Sul fronte dell’apprendimento e del miglioramento delle competenze digitali, il 40% delle persone ha individuato in essi un’opportunità di accrescere il proprio livello di istruzione e trovare un lavoro ben retribuito, il 34% la possibilità di offrire ai figli maggiori opportunità e il 32% di ottenere benefici pubblici di cui attualmente non può usufruire.

Aziende e istituzioni pubbliche possono (e devono) cooperare

Per colmare questo gap è fondamentale un lavoro di squadra che coinvolga aziende e istituzioni pubbliche lungo un percorso che, secondo Capgemini, riguarda essenzialmente 4 aree chiave:

  • digital literacy – offrire un supporto significativo per consentire ai soggetti digitalmente esclusi di avere maggiore autonomia nell’accesso ai servizi online pubblici e privati e sbloccare nuove opportunità;
  • digital academies – favorire l’accesso al mercato del lavoro per le fasce di popolazione svantaggiate e per le persone escluse dal mercato del lavoro attraverso la formazione di competenze digitali;
  • technology for positive futures – riunire tecnologia, business e società per risolvere i principali problemi della collettività e fornire un impatto positivo attraverso tecnologie all’avanguardia;
  • thought leadership – collaborare con think tank ed enti culturali e cooperare con clienti, ONG partner, enti pubblici e accademici per continuare a guidare l’impatto delle iniziative di inclusione digitale.

«Il Covid-19 avrà probabilmente un impatto duraturo sull’accesso ai servizi pubblici e sull’atteggiamento nei confronti di opportunità come il lavoro da remoto, quindi le aziende che lavorano per superare il digital divide e creare un cambiamento di lungo periodo, e non una soluzione temporanea, hanno una responsabilità a livello collettivo» ha commentato Alessandra Miata, HR Director e CSR Head di Capgemini Business Unit Italy. «Sulla scia di questa pandemia, ci aspettiamo che il digital divide venga colmato.

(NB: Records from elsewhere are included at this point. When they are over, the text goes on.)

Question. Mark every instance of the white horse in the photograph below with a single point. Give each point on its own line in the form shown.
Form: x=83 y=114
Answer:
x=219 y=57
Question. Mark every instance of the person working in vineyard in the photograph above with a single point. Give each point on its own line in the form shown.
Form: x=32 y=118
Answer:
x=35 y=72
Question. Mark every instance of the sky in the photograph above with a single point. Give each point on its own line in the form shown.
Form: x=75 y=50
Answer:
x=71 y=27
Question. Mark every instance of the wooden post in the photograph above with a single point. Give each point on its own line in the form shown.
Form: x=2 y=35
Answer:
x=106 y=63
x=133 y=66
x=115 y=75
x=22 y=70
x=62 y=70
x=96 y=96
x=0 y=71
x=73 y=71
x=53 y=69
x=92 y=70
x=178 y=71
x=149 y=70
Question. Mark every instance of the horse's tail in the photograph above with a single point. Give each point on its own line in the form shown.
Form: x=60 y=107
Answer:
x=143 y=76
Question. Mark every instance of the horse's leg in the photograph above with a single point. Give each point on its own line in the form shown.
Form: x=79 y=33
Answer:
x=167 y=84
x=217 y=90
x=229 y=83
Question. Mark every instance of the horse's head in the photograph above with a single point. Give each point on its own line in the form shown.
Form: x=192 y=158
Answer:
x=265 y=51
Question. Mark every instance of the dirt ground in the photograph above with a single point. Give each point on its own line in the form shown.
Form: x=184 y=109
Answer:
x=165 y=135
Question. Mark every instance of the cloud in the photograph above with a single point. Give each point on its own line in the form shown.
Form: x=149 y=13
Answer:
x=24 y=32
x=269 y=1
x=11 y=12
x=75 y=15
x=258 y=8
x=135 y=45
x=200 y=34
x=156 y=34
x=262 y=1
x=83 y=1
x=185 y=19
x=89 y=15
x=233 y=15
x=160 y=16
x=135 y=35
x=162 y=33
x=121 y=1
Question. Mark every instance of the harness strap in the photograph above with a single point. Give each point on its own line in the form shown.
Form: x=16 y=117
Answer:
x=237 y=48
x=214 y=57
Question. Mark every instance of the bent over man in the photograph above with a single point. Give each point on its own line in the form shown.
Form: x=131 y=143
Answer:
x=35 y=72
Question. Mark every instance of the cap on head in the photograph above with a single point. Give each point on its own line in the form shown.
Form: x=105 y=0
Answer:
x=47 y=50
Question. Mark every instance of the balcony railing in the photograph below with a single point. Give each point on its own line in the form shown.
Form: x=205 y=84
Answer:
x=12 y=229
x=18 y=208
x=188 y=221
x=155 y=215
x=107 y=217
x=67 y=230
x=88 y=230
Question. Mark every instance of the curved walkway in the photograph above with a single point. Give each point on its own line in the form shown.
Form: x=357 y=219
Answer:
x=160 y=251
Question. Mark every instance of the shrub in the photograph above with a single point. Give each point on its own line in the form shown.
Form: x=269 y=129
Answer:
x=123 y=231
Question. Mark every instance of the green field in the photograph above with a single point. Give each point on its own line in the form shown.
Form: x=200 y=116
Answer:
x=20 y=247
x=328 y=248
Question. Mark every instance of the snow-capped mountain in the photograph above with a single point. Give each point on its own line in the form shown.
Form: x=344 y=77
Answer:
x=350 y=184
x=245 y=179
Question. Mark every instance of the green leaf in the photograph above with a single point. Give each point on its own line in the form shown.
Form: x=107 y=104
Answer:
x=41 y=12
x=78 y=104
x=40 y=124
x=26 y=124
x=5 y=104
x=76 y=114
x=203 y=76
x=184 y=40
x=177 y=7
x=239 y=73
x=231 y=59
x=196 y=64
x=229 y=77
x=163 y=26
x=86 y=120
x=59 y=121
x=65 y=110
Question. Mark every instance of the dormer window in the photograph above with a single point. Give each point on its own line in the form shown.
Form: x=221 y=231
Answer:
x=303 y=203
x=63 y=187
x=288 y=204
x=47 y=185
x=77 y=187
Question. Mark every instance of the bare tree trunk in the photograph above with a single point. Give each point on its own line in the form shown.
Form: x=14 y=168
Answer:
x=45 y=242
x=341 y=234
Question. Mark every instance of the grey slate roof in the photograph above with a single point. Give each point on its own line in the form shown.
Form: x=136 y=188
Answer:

Per esempio, le persone anziane che non hanno mai sentito il bisogno di un accesso al mondo digitale si troveranno rapidamente a dover utilizzare gli strumenti digitali per le interazioni sociali o per l’acquisto di beni. Tuttavia, in questo caso si tratta di soggetti che hanno la possibilità di accedere a internet e che precedentemente hanno scelto di non farlo. L’impatto sarà maggiore tra le fasce di popolazione che ancora non possono utilizzare i servizi online, sia per via dei costi sia per la mancanza di una infrastruttura locale. Ci sarà un effetto polarizzante, soprattutto per chi già vive o rientra nella soglia di povertà».